Other students who have taken online classes in the past are also interested in taking classes from GOA because of their positive experiences.
Sophomore Camille Locke took Algebra II through Apex Learning during the summer after her freshman year.
“Apex was really well done, especially since I could set my own pace,” Locke said.
Since Apex is geared for homeschooled children, its teachers are very interactive and are available to answer questions at most times, according to Locke.
“I had access to a teacher at any time,” she said.
Although students are requesting the addition of GOA, would its courses make the school more attractive?
Lonna Bloedau, director of admissions, doesn’t think so.

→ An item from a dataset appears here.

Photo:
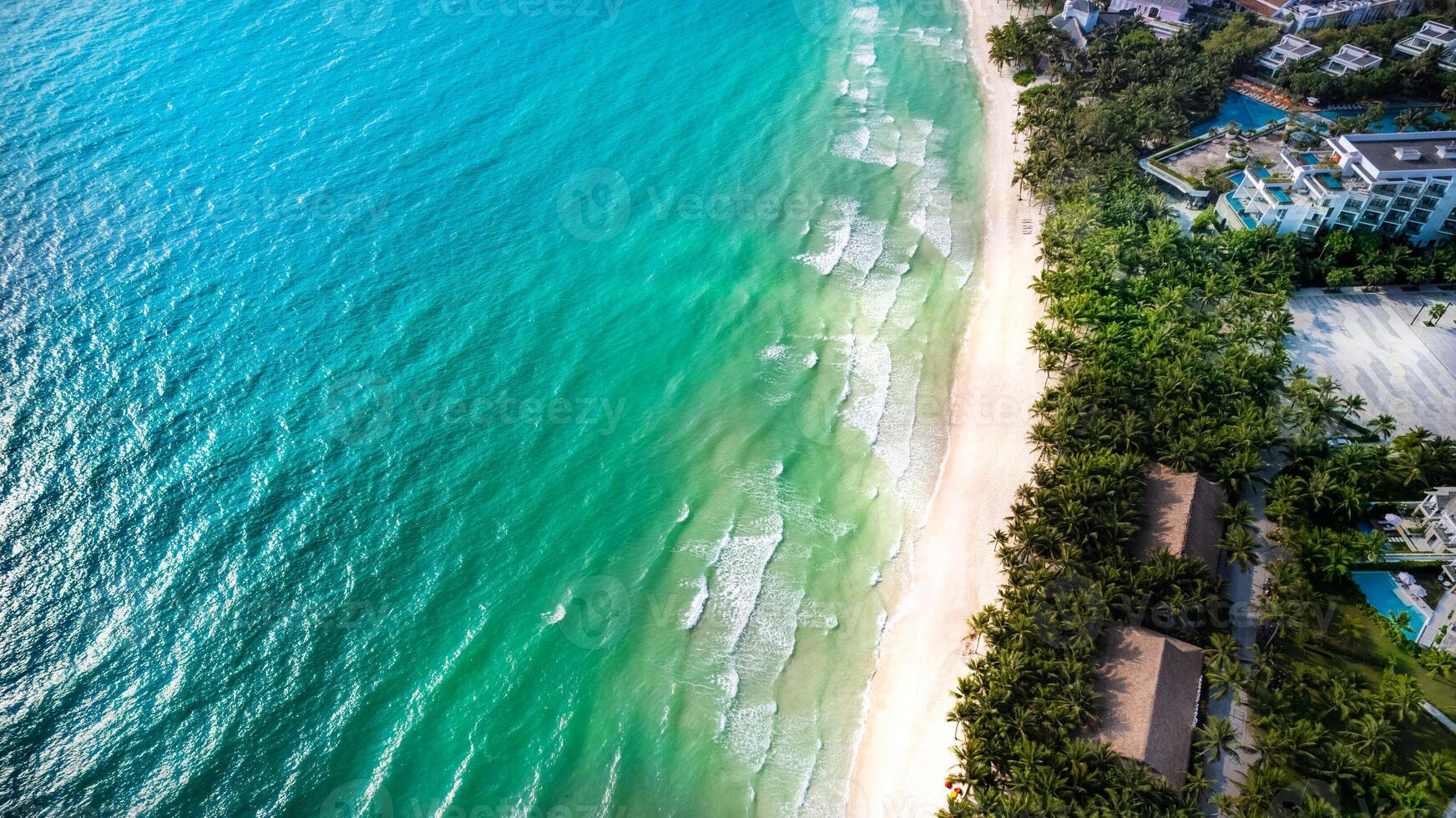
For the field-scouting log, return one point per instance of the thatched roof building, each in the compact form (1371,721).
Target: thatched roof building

Bloedau said that she sometimes looks at distance learning skeptically, especially concerning the rigor and depth of such programs.

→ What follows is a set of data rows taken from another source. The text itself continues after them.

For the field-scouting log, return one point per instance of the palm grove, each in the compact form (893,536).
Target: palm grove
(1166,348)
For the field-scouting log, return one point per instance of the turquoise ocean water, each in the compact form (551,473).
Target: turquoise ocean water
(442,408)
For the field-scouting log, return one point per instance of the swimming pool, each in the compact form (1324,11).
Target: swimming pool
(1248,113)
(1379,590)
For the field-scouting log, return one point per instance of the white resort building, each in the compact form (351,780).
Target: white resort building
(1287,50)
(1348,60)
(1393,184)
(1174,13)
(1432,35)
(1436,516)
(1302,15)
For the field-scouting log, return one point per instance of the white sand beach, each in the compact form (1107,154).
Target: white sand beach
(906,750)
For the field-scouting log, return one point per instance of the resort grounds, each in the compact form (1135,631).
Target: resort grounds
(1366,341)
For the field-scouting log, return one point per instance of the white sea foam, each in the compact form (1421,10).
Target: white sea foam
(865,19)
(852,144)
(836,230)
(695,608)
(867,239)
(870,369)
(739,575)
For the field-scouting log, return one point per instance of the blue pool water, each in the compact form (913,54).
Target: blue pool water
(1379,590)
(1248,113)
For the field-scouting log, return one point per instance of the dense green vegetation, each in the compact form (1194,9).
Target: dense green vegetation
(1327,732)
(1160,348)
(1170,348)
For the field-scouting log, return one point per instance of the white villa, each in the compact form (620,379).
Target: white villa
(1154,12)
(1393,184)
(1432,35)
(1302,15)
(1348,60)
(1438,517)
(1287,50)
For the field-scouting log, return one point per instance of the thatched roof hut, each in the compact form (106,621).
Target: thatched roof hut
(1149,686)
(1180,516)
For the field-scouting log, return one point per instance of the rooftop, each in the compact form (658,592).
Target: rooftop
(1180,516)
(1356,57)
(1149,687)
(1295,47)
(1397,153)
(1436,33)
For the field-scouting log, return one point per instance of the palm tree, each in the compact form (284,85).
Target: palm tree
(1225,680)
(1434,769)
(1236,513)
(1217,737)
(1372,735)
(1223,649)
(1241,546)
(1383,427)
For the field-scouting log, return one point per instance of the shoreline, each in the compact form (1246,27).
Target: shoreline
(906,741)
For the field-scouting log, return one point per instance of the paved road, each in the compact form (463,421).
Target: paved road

When applications arrive with records of online classes, they also come with letter grades. However, according to Bloedau, those letter grades never indicate the level of critical thinking skills that are required at Country Day.
“Those types of grades leave us wondering what was done to earn that grade,” Bloedau said.

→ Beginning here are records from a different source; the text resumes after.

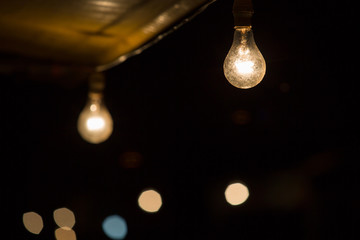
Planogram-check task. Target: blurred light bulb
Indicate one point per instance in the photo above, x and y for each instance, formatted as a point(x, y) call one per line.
point(236, 193)
point(244, 66)
point(95, 124)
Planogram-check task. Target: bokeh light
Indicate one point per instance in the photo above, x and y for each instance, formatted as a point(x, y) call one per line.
point(150, 201)
point(64, 218)
point(236, 193)
point(33, 222)
point(115, 227)
point(241, 117)
point(65, 234)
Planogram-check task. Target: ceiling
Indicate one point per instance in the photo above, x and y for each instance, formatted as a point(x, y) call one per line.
point(179, 126)
point(93, 33)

“Was it a mere comprehension test? Did the student learn about literary analysis, or were they asked to synthesize and interpret what they read? This makes it hard to gauge the value.”
Because of this uncertainty, any classes taken outside of Country Day, including online classes, are attached to the official transcript. Therefore, those classes aren’t included in students’ overall GPAs.
However, when new classes are added to the curriculum, the school must get the classes approved by the University of California, which articulates approved classes in California high schools, according to college counselor Jane Bauman.
For instance, when history teacher Ron Bell wanted to offer Great Ideas that Changed History last year, he had to have it approved as a college-prep elective by UC.
Although UC approves online classes on a case-by-case basis, it approves certain online schools. If Country Day offered online courses, these would also have to be articulated with UC. If they were approved, then the classes could be added to the Country Day transcript, Bauman said.